After the lesson Chinita flew rather than ran across the court, leaving Rosario and Chata astounded and offended that she would not play, and thrust into Pedro’s hand a piece of dirty paper covered with cabalistic characters. She had already confided to him that she could read, and had even once spelled out to him a scrap of printed paper which had come in his way, amazing him by her knowledge; but now that she could write, a veritable superstitious awe of this elfish child befell him.
That evening Pedro stole into the church, and lighted two long candles before the image of the Virgin. Were they an offering of thanks for a miracle performed, or a bribe against evil? The man went back to his post thoughtful, his breast swelling with pride, his head bowed in apprehension.
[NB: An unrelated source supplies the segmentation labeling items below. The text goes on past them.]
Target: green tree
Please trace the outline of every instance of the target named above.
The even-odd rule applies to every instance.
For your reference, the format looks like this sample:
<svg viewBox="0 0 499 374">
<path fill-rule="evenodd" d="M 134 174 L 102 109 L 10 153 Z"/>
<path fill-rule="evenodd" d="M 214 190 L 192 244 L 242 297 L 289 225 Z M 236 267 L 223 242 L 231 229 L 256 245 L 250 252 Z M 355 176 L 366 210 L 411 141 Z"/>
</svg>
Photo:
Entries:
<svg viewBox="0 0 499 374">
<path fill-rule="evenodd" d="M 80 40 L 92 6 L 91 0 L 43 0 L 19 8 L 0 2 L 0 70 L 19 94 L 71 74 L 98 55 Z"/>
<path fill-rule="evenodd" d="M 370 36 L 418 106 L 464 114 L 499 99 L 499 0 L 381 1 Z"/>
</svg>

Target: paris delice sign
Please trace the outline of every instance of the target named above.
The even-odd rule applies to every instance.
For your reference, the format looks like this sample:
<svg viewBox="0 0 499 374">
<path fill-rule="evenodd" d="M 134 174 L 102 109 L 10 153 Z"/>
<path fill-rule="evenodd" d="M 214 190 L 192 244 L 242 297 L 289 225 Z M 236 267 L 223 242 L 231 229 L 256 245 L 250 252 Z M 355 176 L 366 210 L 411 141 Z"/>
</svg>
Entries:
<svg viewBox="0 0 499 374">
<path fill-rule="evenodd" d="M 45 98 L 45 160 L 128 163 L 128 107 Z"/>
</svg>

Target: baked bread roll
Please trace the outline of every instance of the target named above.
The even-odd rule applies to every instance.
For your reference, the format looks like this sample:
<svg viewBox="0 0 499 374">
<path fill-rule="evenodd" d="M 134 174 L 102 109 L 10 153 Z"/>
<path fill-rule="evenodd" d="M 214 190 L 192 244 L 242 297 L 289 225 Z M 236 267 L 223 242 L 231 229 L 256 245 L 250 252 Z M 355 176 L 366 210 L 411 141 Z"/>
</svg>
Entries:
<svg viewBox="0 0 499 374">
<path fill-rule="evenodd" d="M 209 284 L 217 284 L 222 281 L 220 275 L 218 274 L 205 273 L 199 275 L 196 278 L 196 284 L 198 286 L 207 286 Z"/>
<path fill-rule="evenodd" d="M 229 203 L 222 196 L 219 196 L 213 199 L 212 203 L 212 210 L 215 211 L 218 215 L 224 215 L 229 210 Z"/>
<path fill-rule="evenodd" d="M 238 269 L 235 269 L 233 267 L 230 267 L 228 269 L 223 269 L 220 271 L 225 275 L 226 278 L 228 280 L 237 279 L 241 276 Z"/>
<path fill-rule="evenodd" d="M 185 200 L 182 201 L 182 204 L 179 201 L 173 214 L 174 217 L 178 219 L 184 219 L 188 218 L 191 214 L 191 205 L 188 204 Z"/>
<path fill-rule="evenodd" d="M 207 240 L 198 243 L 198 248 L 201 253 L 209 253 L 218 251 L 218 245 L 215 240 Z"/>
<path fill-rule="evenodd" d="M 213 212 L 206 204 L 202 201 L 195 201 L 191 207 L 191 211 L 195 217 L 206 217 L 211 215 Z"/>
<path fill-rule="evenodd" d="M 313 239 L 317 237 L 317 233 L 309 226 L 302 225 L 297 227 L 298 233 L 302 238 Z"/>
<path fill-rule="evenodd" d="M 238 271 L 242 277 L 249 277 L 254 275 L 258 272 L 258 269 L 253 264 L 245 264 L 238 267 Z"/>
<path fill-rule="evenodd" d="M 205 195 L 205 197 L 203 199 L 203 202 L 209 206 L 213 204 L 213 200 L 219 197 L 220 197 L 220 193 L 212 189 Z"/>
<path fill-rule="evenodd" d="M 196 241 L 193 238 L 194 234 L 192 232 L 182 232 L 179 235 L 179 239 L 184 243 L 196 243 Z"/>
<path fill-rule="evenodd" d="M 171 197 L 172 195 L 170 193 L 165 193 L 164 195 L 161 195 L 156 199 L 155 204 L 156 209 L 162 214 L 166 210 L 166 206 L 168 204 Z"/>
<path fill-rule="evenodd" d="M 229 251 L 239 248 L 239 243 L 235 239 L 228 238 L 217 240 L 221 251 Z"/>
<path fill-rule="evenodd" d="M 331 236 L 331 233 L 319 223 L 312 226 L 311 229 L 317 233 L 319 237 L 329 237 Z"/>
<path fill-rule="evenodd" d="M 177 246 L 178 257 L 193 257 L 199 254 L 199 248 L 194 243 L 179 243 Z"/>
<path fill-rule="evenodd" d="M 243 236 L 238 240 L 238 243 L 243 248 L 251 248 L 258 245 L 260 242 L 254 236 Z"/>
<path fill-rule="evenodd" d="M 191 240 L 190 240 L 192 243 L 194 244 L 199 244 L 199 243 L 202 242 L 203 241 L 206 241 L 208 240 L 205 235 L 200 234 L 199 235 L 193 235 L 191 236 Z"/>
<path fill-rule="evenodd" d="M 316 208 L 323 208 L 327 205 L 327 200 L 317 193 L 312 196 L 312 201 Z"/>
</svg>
He never had heard that those the gods love die young, yet something of such a fear oppressed him,—though as he found Chinita in flagrant disgrace with Florencia because she had drunk the last drop of thin corn-gruel which the woman had saved for her uncle’s supper, he had reasonable ground for believing that the healthful perversity of her animal spirits and moral nature might counteract the malefic effect of mental precocity; and as he was thirsty that night, so might have been interpreted the muttered “A dry joke this!” with which he looked into the empty jar, and swallowed his tough tortillas and goatmilk cheese.
“Ay! but Florencia is cross to poor Chinita,” whispered this astute little damsel, seizing the opportunity to creep up behind him when he was not looking, of stealing a brown arm around his neck, and interposing her shock of curls between his mouth and the morsel he destined for it. “Who has poor Chinita to love her but Pedro, good Pedro?” And so Pedro’s anger was charmed away, even as he thought evil might be turned from his wilful charge by the faint glow of the two feeble candles he had lighted. Were her coaxing ways as evanescent, as little to be relied on, as their flicker? Ay, Chinita!